When plotting a single interest area by condition, it is very typical to plot the conditional averages in a single frame (rather than in separate facets) to facilitate visual comparison. If only one interest area is given, the function will output a figure in which the conditional curves are visualized in a single frame.
By default, the plotting function calculates the overall mean in the
data set for a given interest area by time. However, by changing the
input to the parameter Averaging
, it is possible to supply
a column name for which grand mean (mean of means) can be calculated
(e.g., “Subject”). Note that for balanced data, the resultant mean will
be the same, but the size of the error bars/bands will change. For
example, given the small number of participants in this data set, the
error bars become much wider.
plot_avg(data = dat, type = "proportion", xlim = c(0, 1000),
IAColumns = c(IA_1_P = "Target", IA_2_P = "Rhyme", IA_3_P = "OnsetComp",
IA_4_P = "Distractor"),
Condition1 = NULL, Condition2 = NULL, Cond1Labels = NA, Cond2Labels = NA,
Averaging = "Subject", ErrorBar = TRUE, ErrorType = "SE", VWPreTheme = TRUE)
The function plot_avg_diff
can also be used to plot the
average difference between looks to two interest areas. As with
plot_avg
up to two conditions can be supplied for
conditional plotting.
gridExtra::grid.arrange(
plot_avg_diff(data = dat, type = "proportion", xlim = c(0, 1000),
DiffCols = c(IA_1_P = "Target", IA_2_P = "Rhyme"),
Condition1 = NULL, Condition2 = NULL, Cond1Labels = NA,
Cond2Labels = NA, ErrorBar = TRUE, VWPreTheme = TRUE),
plot_avg_diff(data = dat, type = "proportion", xlim = c(0, 1000),
DiffCols = c(IA_1_P = "Target", IA_2_P = "Rhyme"),
Condition1 = "talker", Condition2 = NULL, Cond1Labels = c(CH1 = "Chinese 1",
CH10 = "Chinese 3", CH9 = "Chinese 2", EN3 = "English 1"),
Cond2Labels = NA, ErrorBar = TRUE, VWPreTheme = TRUE),
nrow=2, ncol=1)
Error bands, confidence intervals (both pointwise and simultaneous),
and averaging work the same way as in the plot_avg
function.
The function plot_avg_cdiff
can also be used to plot the
average difference between two conditions for looks to a single interest
area.
plot_avg_cdiff(data = dat, type = "proportion", xlim = c(0, 1000),
IAColumn = "IA_1_P", Condition = list(talker = c("EN3", "CH1")),
CondLabels = c(CH1 = "Chinese 1", EN3 = "English 1"),
ErrorBar = TRUE, VWPreTheme = TRUE, Averaging = "Subject")
Again, error bands and confidence intervals (both pointwise and
simultaneous) work the same way as in the plot_avg
function.
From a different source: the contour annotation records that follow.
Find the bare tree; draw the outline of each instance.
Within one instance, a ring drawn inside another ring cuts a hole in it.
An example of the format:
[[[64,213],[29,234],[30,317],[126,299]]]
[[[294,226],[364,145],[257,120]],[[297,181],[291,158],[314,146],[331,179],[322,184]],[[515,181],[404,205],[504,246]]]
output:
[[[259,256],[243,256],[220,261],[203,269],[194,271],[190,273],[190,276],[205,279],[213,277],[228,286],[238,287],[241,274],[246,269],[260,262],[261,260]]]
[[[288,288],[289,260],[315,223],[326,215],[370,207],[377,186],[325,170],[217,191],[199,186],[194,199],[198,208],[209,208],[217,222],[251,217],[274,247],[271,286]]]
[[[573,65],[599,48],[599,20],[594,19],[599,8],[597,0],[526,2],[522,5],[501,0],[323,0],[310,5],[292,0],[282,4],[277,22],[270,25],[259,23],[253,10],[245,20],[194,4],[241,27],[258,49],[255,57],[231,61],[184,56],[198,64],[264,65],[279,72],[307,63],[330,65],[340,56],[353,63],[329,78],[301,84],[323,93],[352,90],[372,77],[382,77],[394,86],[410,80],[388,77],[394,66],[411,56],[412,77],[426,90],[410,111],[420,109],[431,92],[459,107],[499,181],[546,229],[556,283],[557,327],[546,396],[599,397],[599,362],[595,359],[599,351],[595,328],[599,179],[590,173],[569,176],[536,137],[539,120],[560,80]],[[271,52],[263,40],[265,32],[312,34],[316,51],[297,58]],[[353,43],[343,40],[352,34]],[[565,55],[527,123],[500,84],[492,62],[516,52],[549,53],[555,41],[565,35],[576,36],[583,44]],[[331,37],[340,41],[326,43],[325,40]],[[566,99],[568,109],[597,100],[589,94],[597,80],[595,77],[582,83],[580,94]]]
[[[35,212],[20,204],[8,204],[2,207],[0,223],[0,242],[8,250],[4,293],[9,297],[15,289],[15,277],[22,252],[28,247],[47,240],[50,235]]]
With regard to averaging, please note that the function will
check that both levels of the condition occur for each level of the
column provided in Averaging
(e.g., Subject or Item), as
this is necessary to calculate the difference based on subject or item
means. If this is not the case, the function will stop. If you would
still like to produce the plot based on the difference between sample
means of the levels, you can set Averaging = NULL
.
In some cases, studies have not employed a factorial design; rather
they aim to investigate continuous variables. Therefore, using the
function plot_avg_contour
it is also possible to create a
contour plot representing the looks to one interest area as a surface
over the continuous variable and Time. This function calculates the
average time series at each value of the continuous variable and applies
a smooth (utilizing the function gam
in the package mgcv) over the
surface. The function then plots the result as a contour plot. Here, the
example plots looks to the target as a function of Rating and Time.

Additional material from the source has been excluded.